Typing frequencies are actually useful for improving the Gboard

experience in a few ways.

If someone has typed the letters H-I, "hi"

is much, much more likely than "hieroglyphic."

And so knowing those relative word frequencies

allows the Gboard team to make the product better.

How would we be compute these relative typing frequencies

as a federated computation?

Instead of the engineers specifying a single threshold.

Now, what they would be specifying

is something like a snippet of code

that's going to be running on each edge device.

And in practice, that will often be something that's actually

in TensorFlow, but for here, I've

written it as Python X pseudocode.

So think of that device data as each device's record

of what was typed in recent sessions on the phone.

So for each word in that device data,

if the word is in one of the common words we're

trying to count, we'll increase its count

when the local device updates.

That little program is what would be shipped to the edge

and run locally to compute a little map that

says that perhaps this phone typed the word "hello" 18 times

and "world" 0 times.

That update would then be encoded as a vector.
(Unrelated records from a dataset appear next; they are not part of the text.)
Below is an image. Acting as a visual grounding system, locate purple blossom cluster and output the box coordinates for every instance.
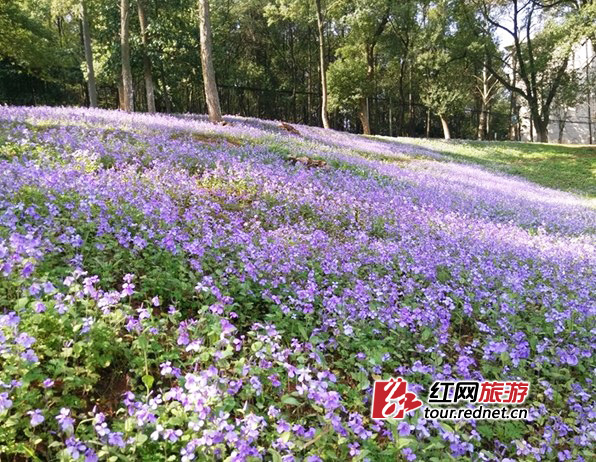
[0,107,596,462]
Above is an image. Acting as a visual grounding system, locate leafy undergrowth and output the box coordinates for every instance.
[392,138,596,198]
[0,107,596,462]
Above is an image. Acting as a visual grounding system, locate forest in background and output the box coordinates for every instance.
[0,0,596,141]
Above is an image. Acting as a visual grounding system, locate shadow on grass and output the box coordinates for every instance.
[426,141,596,197]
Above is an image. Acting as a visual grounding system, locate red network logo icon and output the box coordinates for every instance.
[371,377,422,419]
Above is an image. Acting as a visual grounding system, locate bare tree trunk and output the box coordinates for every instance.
[534,121,548,143]
[137,0,155,112]
[530,106,549,143]
[358,98,370,135]
[558,114,567,144]
[120,0,135,111]
[477,105,486,140]
[199,0,223,123]
[315,0,329,128]
[81,1,97,107]
[439,114,451,140]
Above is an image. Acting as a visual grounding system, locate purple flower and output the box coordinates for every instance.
[401,448,417,462]
[56,407,74,433]
[27,409,45,427]
[0,393,12,412]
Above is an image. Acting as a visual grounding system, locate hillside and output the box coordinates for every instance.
[0,106,596,462]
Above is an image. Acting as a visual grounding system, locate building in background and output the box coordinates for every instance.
[512,40,596,144]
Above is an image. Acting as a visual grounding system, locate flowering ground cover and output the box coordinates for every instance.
[0,107,596,462]
[396,135,596,200]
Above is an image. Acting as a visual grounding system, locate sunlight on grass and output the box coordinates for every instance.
[398,138,596,197]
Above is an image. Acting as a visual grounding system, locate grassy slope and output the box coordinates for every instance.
[386,138,596,198]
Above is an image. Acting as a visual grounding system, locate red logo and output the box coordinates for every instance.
[371,377,422,419]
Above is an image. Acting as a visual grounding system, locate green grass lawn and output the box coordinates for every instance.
[398,138,596,198]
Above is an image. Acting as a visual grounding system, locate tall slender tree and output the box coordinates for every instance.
[120,0,134,111]
[137,0,155,112]
[315,0,329,128]
[81,0,97,107]
[199,0,223,123]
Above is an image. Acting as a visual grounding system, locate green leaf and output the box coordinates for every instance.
[281,395,300,406]
[141,375,155,390]
[269,448,283,462]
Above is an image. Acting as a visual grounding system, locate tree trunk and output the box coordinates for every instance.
[477,104,487,140]
[439,114,451,140]
[120,0,134,111]
[558,119,567,144]
[534,120,548,143]
[358,98,370,135]
[137,0,155,112]
[529,106,550,143]
[199,0,223,123]
[81,2,97,107]
[315,0,329,128]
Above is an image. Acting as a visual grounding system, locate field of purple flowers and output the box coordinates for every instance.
[0,106,596,462]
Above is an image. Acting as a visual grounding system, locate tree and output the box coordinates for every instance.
[417,1,474,139]
[553,71,587,143]
[120,0,134,112]
[315,0,329,128]
[264,0,330,128]
[478,0,581,143]
[137,0,155,112]
[476,58,499,140]
[81,0,97,107]
[329,0,391,135]
[199,0,223,123]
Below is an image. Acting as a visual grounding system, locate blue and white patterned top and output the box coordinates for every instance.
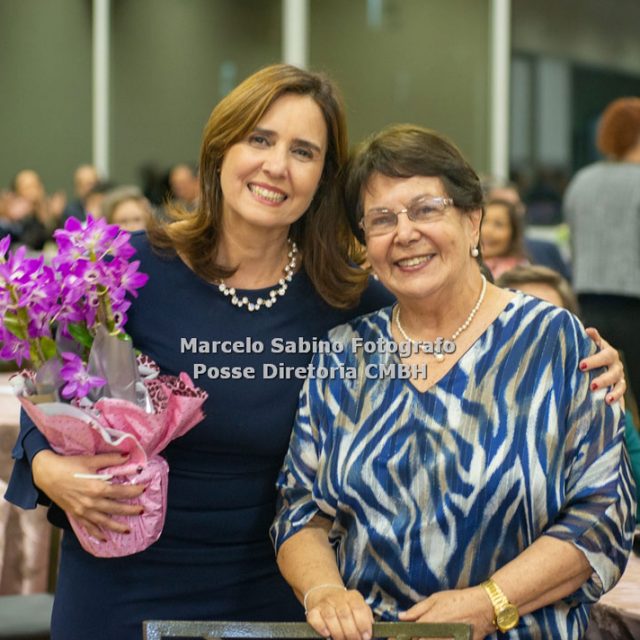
[271,294,634,639]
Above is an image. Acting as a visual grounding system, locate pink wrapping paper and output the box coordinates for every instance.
[19,373,207,558]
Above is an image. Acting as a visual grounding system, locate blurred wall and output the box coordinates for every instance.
[111,0,281,189]
[0,0,91,192]
[310,0,490,171]
[511,0,640,74]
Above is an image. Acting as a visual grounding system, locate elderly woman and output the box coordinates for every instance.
[272,126,633,640]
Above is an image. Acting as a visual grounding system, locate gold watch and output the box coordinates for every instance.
[480,579,520,632]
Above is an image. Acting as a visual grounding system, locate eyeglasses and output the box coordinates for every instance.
[360,196,453,237]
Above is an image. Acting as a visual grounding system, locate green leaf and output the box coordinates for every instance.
[2,313,27,340]
[40,337,58,360]
[67,324,93,349]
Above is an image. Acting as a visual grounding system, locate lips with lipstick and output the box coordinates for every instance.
[395,253,436,269]
[248,182,288,204]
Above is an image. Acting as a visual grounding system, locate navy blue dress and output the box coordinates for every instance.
[7,234,390,640]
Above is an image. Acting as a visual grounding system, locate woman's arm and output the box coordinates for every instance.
[278,516,373,640]
[580,327,627,404]
[399,535,593,640]
[31,449,145,540]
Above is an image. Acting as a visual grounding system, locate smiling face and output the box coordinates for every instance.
[481,204,514,258]
[220,94,327,235]
[363,173,482,302]
[111,199,150,232]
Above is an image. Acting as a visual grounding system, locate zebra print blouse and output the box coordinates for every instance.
[271,294,634,639]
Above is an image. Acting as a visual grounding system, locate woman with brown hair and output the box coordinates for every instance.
[9,65,620,640]
[3,65,390,640]
[272,125,634,640]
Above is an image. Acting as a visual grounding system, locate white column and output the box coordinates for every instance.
[489,0,511,178]
[282,0,309,69]
[92,0,111,180]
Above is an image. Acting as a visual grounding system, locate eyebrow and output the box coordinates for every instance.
[253,127,322,153]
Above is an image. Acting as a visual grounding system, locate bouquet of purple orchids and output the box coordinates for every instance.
[0,217,206,557]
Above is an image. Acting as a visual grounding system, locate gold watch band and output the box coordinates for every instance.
[480,579,520,632]
[480,579,511,613]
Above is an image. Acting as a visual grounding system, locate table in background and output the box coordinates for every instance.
[585,554,640,640]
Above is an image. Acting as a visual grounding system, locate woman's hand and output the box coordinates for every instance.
[398,587,496,640]
[307,587,376,640]
[580,327,627,404]
[31,450,145,541]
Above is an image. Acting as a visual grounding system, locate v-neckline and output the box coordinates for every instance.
[384,292,522,399]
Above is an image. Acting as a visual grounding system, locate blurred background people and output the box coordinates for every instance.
[480,200,529,278]
[101,186,153,232]
[496,265,579,315]
[4,169,66,250]
[496,265,640,523]
[483,178,571,282]
[169,164,198,211]
[564,97,640,412]
[63,164,99,220]
[84,182,113,218]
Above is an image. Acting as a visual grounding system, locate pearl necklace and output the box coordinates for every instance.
[218,238,298,311]
[396,276,487,362]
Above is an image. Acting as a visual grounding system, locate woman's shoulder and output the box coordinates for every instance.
[329,304,393,344]
[502,291,595,357]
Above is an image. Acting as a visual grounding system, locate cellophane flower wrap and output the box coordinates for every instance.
[0,216,207,557]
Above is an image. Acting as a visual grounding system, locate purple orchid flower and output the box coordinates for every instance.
[60,351,107,399]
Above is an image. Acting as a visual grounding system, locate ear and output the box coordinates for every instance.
[466,209,482,247]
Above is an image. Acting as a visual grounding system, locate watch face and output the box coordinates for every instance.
[496,604,520,631]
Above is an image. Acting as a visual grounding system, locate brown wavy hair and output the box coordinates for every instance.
[148,64,367,308]
[596,97,640,160]
[345,124,484,267]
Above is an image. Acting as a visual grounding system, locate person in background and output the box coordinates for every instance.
[272,125,635,640]
[496,266,640,523]
[480,200,529,278]
[496,265,579,316]
[564,97,640,416]
[169,164,199,211]
[101,186,153,233]
[7,65,390,640]
[7,65,621,640]
[83,182,114,218]
[63,164,100,220]
[483,179,571,282]
[11,169,66,250]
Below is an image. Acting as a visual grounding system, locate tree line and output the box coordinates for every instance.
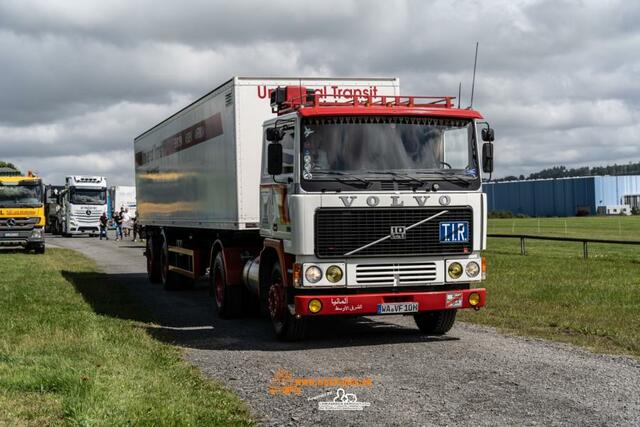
[495,162,640,181]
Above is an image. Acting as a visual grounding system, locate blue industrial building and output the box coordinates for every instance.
[483,175,640,216]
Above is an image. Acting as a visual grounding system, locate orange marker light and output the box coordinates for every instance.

Here, the first element of the vector

would represent the count for "hello"

and the second one for the count for "world,"

which would then be combined and summed

using the federated aggregation operators that Emily mentioned

before.

At the server, the engineer would see the counts

from all the devices that have participated in that round,

not from any single device, which

brings up a third privacy principle

of focused collection.

Devices report only what is needed

for this specific computation.

There's a lot more richness in the on-device data